In addition, a higher rate of clinically worse PF (grade C) was associated with both Enterobacterales and MDRE detected in PF fluid compared with non‐Enterobacterales/sterile PF fluid (Tables5 and 6). In multivariable logistic regression analysis, only the presence of Enterobacterales and MDRE were independent risk factors for severe complications (OR 2·83, 95 per cent c.i. 1·04 to 7·87, P = 0·042; and OR 5·53, 1·74 to 16·86, P = 0·003, respectively) and grade C PF (OR 2·96, 1·05 to 8·15, P = 0·044; and OR 3·46, 1·16 to 10·62, P = 0·033, respectively).

Table 5.

Development of pancreatic fistula according to bacterial spectrum

Pancreatic fistula
Biochemical leak Grade B Grade C P *
Bacterial spectrum 0·021
No Enterobacterales 6 28 13
Enterobacterales 2 11 16
MDRE 2 10 20

MDRE, multidrug‐resistant Enterobacterales.

*

Fisher's exact test.

Table 6.

Univariable logistic regression analysis of pancreatic fistula: grade B versus grade C

Odds ratio P
Bacterial spectrum
No Enterobacterales 1·00 (reference)
Enterobacterales 3·13 (1·14, 8·65) 0·025
MDRE 4·32 (1·58, 11·76) 0·004
Parenchymal stiffness (soft versus hard) (n = 23) 0·71 (0·12–4·13) 0·714
Duct diameter (n = 76) 1·03 (0·76–1·45) 0·856
BMI 1·00 (0·82–1·13) 0·698
Age 1·03 (0·99, 1·07) 0·055
Duration of surgery 1·19 (0·96, 1·48) 0·110
PD versus DP 2·36 (1·03, 5·39) 0·045

Values in parentheses are 95 per cent confidence intervals.
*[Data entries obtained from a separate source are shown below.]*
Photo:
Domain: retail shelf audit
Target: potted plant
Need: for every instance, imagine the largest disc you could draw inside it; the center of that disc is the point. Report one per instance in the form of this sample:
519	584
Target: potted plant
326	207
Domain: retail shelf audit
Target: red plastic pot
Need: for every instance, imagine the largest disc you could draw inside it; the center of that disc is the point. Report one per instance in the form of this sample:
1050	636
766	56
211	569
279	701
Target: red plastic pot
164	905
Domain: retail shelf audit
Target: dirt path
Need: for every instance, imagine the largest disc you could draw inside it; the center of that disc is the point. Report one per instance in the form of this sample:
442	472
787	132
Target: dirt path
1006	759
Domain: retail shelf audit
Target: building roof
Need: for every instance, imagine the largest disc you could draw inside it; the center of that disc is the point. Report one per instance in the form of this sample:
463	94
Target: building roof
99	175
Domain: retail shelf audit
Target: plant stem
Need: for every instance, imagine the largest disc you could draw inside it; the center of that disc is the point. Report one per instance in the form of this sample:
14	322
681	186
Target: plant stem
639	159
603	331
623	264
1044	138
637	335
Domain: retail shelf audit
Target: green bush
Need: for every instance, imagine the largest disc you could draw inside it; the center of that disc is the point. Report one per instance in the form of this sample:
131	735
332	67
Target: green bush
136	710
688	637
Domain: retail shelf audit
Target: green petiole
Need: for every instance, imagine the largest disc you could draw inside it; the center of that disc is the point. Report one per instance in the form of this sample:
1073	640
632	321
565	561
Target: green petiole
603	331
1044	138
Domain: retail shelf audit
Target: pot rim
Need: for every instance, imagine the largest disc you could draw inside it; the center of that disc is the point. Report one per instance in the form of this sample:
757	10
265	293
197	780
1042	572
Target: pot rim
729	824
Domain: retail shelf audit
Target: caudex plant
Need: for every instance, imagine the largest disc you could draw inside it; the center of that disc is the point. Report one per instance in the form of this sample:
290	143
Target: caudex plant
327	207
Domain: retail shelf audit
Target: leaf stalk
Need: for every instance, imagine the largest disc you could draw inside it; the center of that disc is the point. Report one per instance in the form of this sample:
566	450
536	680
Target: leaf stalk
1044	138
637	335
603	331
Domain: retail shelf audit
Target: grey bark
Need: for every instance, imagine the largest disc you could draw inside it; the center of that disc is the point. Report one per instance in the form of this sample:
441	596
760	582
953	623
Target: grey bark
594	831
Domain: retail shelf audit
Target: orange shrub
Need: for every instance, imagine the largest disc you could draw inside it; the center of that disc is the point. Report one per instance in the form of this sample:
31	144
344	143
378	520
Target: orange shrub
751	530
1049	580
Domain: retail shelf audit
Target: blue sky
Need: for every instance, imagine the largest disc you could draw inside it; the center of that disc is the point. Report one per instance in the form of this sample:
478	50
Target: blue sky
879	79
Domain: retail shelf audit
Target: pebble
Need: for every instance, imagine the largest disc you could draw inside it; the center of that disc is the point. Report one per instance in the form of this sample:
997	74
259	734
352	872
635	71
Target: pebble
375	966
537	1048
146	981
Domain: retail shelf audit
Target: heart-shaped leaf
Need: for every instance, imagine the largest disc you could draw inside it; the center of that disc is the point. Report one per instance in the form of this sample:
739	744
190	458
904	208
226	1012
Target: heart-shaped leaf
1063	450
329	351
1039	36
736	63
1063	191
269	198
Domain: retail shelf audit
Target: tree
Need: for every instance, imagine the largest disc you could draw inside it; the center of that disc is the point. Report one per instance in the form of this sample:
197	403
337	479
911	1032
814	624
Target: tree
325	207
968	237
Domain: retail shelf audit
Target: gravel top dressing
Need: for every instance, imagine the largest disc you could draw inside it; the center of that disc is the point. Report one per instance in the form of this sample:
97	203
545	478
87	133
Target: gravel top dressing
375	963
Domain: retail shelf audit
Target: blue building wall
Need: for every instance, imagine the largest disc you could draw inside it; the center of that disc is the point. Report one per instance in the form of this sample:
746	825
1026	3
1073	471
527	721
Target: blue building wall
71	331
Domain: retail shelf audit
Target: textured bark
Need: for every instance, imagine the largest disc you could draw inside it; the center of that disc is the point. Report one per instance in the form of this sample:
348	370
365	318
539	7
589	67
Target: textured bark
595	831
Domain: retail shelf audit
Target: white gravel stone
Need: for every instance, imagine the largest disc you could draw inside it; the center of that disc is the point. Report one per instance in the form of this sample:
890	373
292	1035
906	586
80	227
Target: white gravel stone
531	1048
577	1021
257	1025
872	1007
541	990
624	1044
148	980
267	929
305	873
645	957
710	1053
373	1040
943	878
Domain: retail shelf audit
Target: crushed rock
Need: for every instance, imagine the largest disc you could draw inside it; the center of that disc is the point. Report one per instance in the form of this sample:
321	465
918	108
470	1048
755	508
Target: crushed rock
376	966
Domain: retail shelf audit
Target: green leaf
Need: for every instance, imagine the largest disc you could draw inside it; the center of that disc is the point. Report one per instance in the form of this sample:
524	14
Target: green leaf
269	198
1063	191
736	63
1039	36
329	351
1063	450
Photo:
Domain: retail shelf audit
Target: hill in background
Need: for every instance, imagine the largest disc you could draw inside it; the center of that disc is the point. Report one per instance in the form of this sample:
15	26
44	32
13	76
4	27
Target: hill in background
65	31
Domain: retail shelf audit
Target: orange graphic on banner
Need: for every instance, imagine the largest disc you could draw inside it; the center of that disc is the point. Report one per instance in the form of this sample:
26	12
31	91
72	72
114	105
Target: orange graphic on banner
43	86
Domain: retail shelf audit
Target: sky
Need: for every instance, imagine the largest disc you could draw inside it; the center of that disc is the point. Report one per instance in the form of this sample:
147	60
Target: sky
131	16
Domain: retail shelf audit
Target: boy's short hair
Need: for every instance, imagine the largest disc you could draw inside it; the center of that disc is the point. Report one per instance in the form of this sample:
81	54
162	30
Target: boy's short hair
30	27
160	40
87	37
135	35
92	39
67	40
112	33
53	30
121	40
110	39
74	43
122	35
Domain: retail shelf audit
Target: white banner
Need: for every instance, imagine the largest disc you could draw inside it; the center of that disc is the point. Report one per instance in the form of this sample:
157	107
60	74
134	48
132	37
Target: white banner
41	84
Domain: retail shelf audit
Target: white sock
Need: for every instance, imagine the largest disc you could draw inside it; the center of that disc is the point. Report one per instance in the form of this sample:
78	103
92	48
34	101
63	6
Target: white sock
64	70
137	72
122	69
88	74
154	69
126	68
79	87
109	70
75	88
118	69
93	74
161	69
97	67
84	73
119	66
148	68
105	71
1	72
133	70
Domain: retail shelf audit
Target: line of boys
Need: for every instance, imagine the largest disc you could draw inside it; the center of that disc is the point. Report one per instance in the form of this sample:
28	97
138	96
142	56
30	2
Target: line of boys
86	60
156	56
MDRE, multidrug‐resistant Enterobacterales; PD, pancreatoduodenectomy; DP, distal pancreatectomy.

The duration of drainage was not associated with the severity of PF (P = 0·902), or with the presence of intestinal microorganisms (P = 0·441) or multiresistant bacteria (P = 0·565). In the multivariable logistic regression analyses, the emergence of Enterobacterales, rather than other bacteria, was associated with patient age (OR 1·04 (95 per cent c.i. 1·00 to 1·08) per year; P = 0·029) and type of surgery (OR 5·32 (2·28 to 12·53) for PD (compared with DP); P < 0·001).

Discussion

This study has demonstrated that PF fluid has a distinct intestinal bacteriological spectrum after both PD and DP. The pathogenetic mechanism behind the colonization of pancreatic collections and PF with intestinal bacteria after DP is currently unknown. However, understanding this mechanism may have important implications for effective treatment of PF, especially as the present study showed an association between distinct intestinal bacteria (Enterobacterales) in the PF fluid and more severe complications after DP.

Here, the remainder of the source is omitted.